The situation was not so rosy over in Greece, and on Greece's request officials from the EU and IMF will fly to Athens for talks on Monday. Last night the Greek ten-year yield again blew out 40-odd basis points before recovering a bit later in the day. Clearly the Greek government is ready to concede that its borrowing situation is untenable and it's time to call in the cavalry.

China's strong GDP result was also not lost on Wall Street last night. The better than expected result is nevertheless potentially an adverse influence as it suggests China must push ahead on further tightening measures, which is effectively a negative. However, talk out of China is that Beijing is unconcerned about 11.9% growth, noting that it is a year-on-year comparative figure to what was a weak quarter last year and that the pace of acceleration in GDP growth is actually slowing from quarter to quarter. Thus many economists maintain any interest rate or currency moves will be held off until later in the year. Beijing may, nevertheless, move to further tighten bank capital requirements as it did earlier this year to slow lending to the property bubble continuing behind the scenes.

See China's GDP Release Surprises Once Again.

The Greek dilemma saw the euro slipping again last night, pushing the US dollar index back up by 0.3% to 80.46. The Aussie was steady at US$0.9353.

Gold rose despite the US dollar by US$4.00 to US$1158.80/oz in response to Greece. London metals traders nevertheless cited the strong Chinese data as reason to buy last night. Nickel made a fresh surge to challenge May 2008 levels by rising 3%, accompanied by substitutable partner zinc with a 2% gain. Copper had yet another go at US$8000/t and yet again failed, actually closing slightly lower at US$7960/t.

Nickel's recent run has been attributed to a supply shortfall in stainless steel, along with short-covering from commodity funds misreading the strength in the first place. However, traders note that Russia typically ships a lot of nickel from its Siberian port before seasonally flooding in the summer, so expectations are for a sudden pick-up in supply these next few weeks.

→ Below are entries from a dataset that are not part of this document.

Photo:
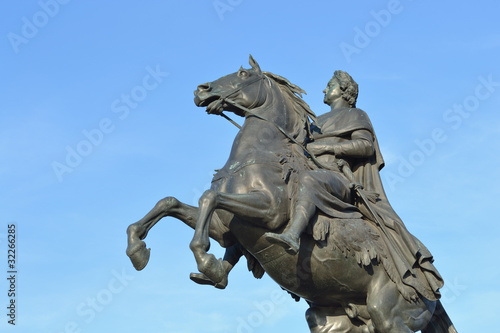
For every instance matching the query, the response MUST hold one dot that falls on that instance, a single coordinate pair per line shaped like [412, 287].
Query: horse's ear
[254, 64]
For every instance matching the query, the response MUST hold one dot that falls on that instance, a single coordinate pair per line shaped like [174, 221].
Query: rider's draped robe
[410, 258]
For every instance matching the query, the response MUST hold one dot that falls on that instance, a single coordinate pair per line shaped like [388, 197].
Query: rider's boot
[231, 257]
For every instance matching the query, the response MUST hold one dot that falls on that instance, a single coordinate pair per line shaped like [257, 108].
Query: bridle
[224, 99]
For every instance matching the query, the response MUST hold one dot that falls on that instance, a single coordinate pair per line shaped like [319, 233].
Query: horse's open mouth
[200, 101]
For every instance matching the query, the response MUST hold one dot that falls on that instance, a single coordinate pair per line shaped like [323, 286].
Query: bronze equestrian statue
[303, 201]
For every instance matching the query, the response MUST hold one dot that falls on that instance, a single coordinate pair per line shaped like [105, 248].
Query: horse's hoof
[139, 255]
[290, 245]
[214, 270]
[201, 278]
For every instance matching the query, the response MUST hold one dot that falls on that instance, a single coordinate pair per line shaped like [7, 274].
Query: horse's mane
[294, 94]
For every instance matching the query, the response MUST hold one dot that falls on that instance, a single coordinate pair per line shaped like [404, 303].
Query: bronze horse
[253, 193]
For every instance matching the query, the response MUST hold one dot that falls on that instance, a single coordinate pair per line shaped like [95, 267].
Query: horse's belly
[320, 275]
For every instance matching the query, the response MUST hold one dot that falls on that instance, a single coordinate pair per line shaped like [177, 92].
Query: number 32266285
[11, 253]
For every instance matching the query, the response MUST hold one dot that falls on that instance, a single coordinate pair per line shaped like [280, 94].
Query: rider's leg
[303, 212]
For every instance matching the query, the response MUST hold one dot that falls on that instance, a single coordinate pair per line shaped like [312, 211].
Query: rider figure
[327, 189]
[346, 133]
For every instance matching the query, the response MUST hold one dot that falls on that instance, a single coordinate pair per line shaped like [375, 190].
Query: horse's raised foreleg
[170, 206]
[252, 206]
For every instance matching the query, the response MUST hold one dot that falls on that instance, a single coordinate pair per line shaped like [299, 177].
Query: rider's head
[348, 86]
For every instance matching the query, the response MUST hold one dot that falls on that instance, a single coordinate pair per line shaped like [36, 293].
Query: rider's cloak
[411, 259]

Oil began the session in a positive mood, again on the Chinese data. But news of a bigger than expected jump in refinery utilisation (meaning increasing gasoline supply) and another increase in natural gas inventories (sending natgas down 5%) dampened enthusiasm. Oil closed up US2c at US$86.75/bbl.

The SPI Overnight was down 4 points.

I have noted in this Report previously that there is a brick wall of resistance for the ASX 200 at 5000. While the S&P 500 is managing so far to hold above its equivalent 1200 break-down mark, yesterday's local trade reinforced that a bit of work has to be done before 5000 can be breached in earnest. There may be the occasional raiding party sneaking past defences, but apparent profit-taking yesterday is evidence a clear new leg up will require a bit more fundamental incentive.

The US reporting season is clearly a swing factor here. After the bell last night Google reported earnings of US$6.76 per share and revenue of US$5.06bn against expectation of US$6.60 and US$4.95bn. But the apparently strong result did not inspire investors and Google shares are down 5% in the after-market. Aside from “sell the fact” profit-taking after a previously strong run in Google shares, the result showed a drop in prices paid per ad on Google which was not a positive sign.

Chip-maker Advanced Micro Devices posted an earnings per share gain of US9c on revenue of US$1.57bn against expectation of a US7c loss on revenue of US$1.54bn. But its shares are also down 5% in the after-market, with uninspiring guidance this time to blame. Wall Street had piled into AMD following the stellar result from rival Intel earlier this week.

Tonight in the US sees results for Dow components Bank of America and General Electric. Housing starts and consumer confidence data will also be of interest.